Add a sudo user (skip the visudo mistake)

Debian’s installer does not offer to grant sudo during setup, so most fresh installs have a primary user with no elevation. The fix is one command, not an editor session.

If you need to create the account from scratch, use adduser (the interactive Debian wrapper), then add the account to the sudo group:

sudo adduser deploy
sudo usermod -aG sudo deploy

Test it before logging out of root, otherwise you can lock yourself out if the sudo group is not configured as expected:

su - deploy
sudo whoami

A return of root means elevation works. If you prefer passwordless sudo for an automation account, drop a file under /etc/sudoers.d/ instead of editing /etc/sudoers directly:

echo "deploy ALL=(ALL) NOPASSWD:ALL" | sudo tee /etc/sudoers.d/90-deploy
sudo chmod 440 /etc/sudoers.d/90-deploy
sudo visudo -c

The final visudo -c parses every sudoers file and will flag a broken one before you reboot into a locked system.

Set the hostname, timezone, and locale

A server named debian is noise in your monitoring dashboard. Set a meaningful hostname, a timezone that matches your logs, and a UTF-8 locale so Python and Docker do not throw encoding warnings.

sudo hostnamectl set-hostname debian12-lab
sudo timedatectl set-timezone Africa/Nairobi
sudo localectl set-locale LANG=en_US.UTF-8

Replace the zone with your own (timedatectl list-timezones gives the full list). Confirm the results:

hostnamectl --static
timedatectl
locale

On the test VM this yields:

debian12-lab
               Local time: Thu 2026-04-16 20:39:25 EAT
           Universal time: Thu 2026-04-16 17:39:25 UTC
                 RTC time: Thu 2026-04-16 17:39:25
                Time zone: Africa/Nairobi (EAT, +0300)
System clock synchronized: yes

NTP synchronization is handled by systemd-timesyncd on a default Bookworm install, so no extra package is required. If you need a full NTP client (chrony) for stricter sync, install it explicitly.

Install essential command-line tools

Bookworm ships lean. The list below is what most ops workflows assume is already there. Nothing exotic, just the tools you will reach for within the first week.

sudo apt -y install \
  curl wget git vim htop tmux \
  ca-certificates gnupg lsb-release \
  net-tools unzip tree ncdu rsync \
  bash-completion less jq

Two notes. net-tools gives you ifconfig, netstat, and arp for scripts that still expect them, but ip and ss are the modern equivalents. ncdu is an interactive disk usage explorer that will save you the next time /var fills up.

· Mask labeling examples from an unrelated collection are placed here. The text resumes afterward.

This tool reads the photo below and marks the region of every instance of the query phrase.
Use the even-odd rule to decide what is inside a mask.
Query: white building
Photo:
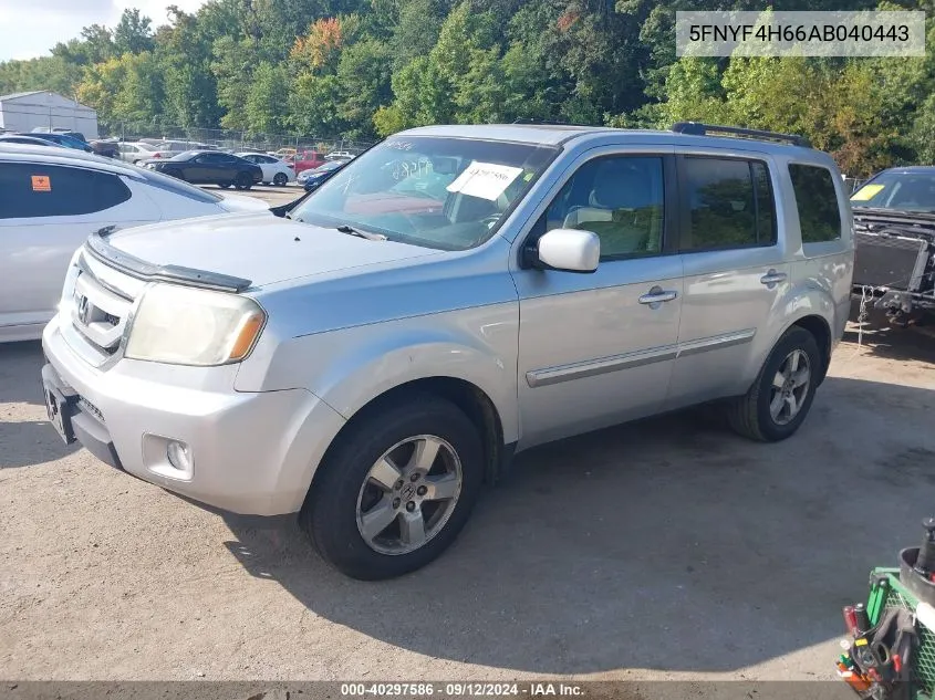
[[[65,128],[97,138],[97,113],[48,90],[0,95],[0,129]]]

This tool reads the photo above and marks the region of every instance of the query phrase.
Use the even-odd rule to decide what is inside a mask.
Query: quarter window
[[[546,211],[546,230],[593,231],[601,259],[657,254],[664,222],[663,159],[613,156],[585,163]]]
[[[789,166],[789,177],[796,192],[802,242],[821,243],[841,238],[841,211],[831,170],[793,164]]]
[[[735,158],[682,160],[688,221],[683,251],[770,245],[776,208],[766,165]]]
[[[94,213],[125,202],[116,175],[42,164],[0,164],[0,219]]]

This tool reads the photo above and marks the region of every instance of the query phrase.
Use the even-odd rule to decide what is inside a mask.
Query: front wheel
[[[731,399],[730,427],[761,442],[791,436],[811,408],[822,362],[814,336],[792,326],[779,338],[747,394]]]
[[[484,450],[474,424],[433,396],[363,416],[320,467],[301,523],[322,557],[364,581],[425,566],[477,500]]]

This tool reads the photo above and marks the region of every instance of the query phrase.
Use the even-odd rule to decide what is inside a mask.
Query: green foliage
[[[817,2],[817,3],[815,3]],[[777,0],[776,10],[901,9]],[[854,176],[935,161],[935,55],[677,59],[678,10],[750,0],[208,0],[125,10],[51,55],[0,63],[0,94],[53,90],[110,124],[371,139],[518,117],[802,133]],[[922,7],[922,6],[918,6]],[[935,21],[928,22],[935,43]]]

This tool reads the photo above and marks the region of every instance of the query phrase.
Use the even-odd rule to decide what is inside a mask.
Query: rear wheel
[[[791,436],[811,408],[822,362],[814,336],[792,326],[779,338],[747,394],[731,399],[730,427],[762,442]]]
[[[301,523],[353,578],[425,566],[467,522],[484,473],[480,436],[447,400],[420,397],[362,417],[320,467]]]
[[[253,176],[249,173],[238,173],[233,186],[237,189],[250,189],[253,187]]]

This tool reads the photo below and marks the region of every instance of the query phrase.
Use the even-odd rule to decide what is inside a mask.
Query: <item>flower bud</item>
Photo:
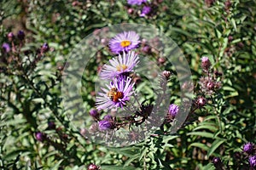
[[[164,76],[166,76],[166,79],[170,78],[170,76],[171,76],[171,72],[170,71],[164,71],[162,74],[164,75]]]
[[[251,155],[254,151],[254,144],[253,143],[247,143],[243,146],[243,151]]]
[[[3,51],[4,52],[4,53],[9,53],[9,51],[10,51],[10,47],[9,47],[9,45],[8,44],[8,43],[3,43],[3,45],[2,45],[2,48],[3,48]]]
[[[40,142],[43,142],[46,139],[46,135],[44,133],[40,133],[40,132],[37,132],[35,136],[36,136],[36,139]]]
[[[90,164],[88,166],[87,170],[100,170],[100,167],[96,164]]]
[[[202,57],[201,58],[201,67],[202,69],[208,71],[211,66],[211,61],[209,60],[208,57]]]
[[[195,101],[195,105],[198,107],[203,107],[207,104],[207,100],[204,97],[200,97]]]
[[[41,47],[41,53],[46,53],[49,51],[49,46],[48,43],[44,43]]]
[[[7,37],[8,37],[8,40],[9,40],[9,42],[14,41],[14,39],[15,39],[15,35],[14,35],[13,32],[9,32],[9,33],[7,35]]]
[[[98,120],[100,116],[100,114],[98,113],[97,110],[95,109],[90,110],[90,115],[96,120]]]
[[[20,30],[20,31],[18,31],[18,33],[17,33],[17,37],[18,37],[18,38],[19,38],[20,41],[24,40],[24,38],[25,38],[25,33],[24,33],[24,31],[21,31],[21,30]]]

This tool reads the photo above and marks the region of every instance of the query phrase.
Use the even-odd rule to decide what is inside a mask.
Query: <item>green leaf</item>
[[[204,150],[209,150],[209,146],[207,146],[207,144],[201,144],[201,143],[193,143],[190,145],[189,145],[189,148],[190,148],[192,146],[201,148]]]
[[[207,156],[209,157],[209,156],[215,151],[215,150],[217,150],[217,149],[218,148],[218,146],[219,146],[220,144],[222,144],[224,142],[225,142],[225,140],[224,140],[224,139],[221,139],[221,140],[217,139],[217,140],[215,140],[215,141],[212,143],[212,144],[210,150],[208,150]]]

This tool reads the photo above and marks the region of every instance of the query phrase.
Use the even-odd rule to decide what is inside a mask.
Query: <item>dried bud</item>
[[[14,35],[13,32],[9,32],[9,33],[7,35],[7,37],[8,37],[8,40],[9,40],[9,42],[14,41],[14,39],[15,39],[15,35]]]
[[[171,76],[171,72],[168,71],[164,71],[162,74],[164,75],[164,76],[166,76],[166,79],[169,79]]]
[[[143,52],[145,54],[150,54],[151,53],[151,48],[148,45],[145,45],[143,48]]]
[[[24,38],[25,38],[25,33],[24,33],[24,31],[21,31],[21,30],[20,30],[20,31],[18,31],[18,33],[17,33],[17,37],[18,37],[18,38],[19,38],[20,41],[24,40]]]
[[[44,43],[41,47],[41,53],[46,53],[49,51],[49,46],[48,43]]]
[[[100,170],[100,167],[96,164],[90,164],[88,166],[87,170]]]

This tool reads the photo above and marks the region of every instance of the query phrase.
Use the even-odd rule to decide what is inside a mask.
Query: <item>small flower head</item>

Enable bookworm-backports for newer kernels and tools

Debian Stable is conservative by design, but the backports archive exposes newer versions of kernel, BPF tools, Podman, and a handful of other moving targets. The archive is already referenced in a default cloud image, but on netinst you may need to add it yourself:

echo "deb http://deb.debian.org/debian bookworm-backports main" | \
  sudo tee /etc/apt/sources.list.d/bookworm-backports.list
sudo apt update

Then pin a package by suite when you need the newer version. For example, to check which kernel backports offers right now:

apt-cache policy linux-image-amd64

On the test VM this returned both the stable and backports candidates side by side:

linux-image-amd64:
  Installed: 6.1.164-1
  Candidate: 6.1.164-1
  Version table:
     6.12.74-2~bpo12+1 100
        100 mirror+file:/etc/apt/mirrors/debian.list bookworm-backports/main amd64 Packages
 *** 6.1.164-1 500
        500 mirror+file:/etc/apt/mirrors/debian-security.list bookworm-security/main amd64 Packages

Installing the 6.12 kernel from backports is a one-liner: sudo apt -y install -t bookworm-backports linux-image-amd64. Worth it if you are running newer hardware or need recent BPF features, but be ready to reboot.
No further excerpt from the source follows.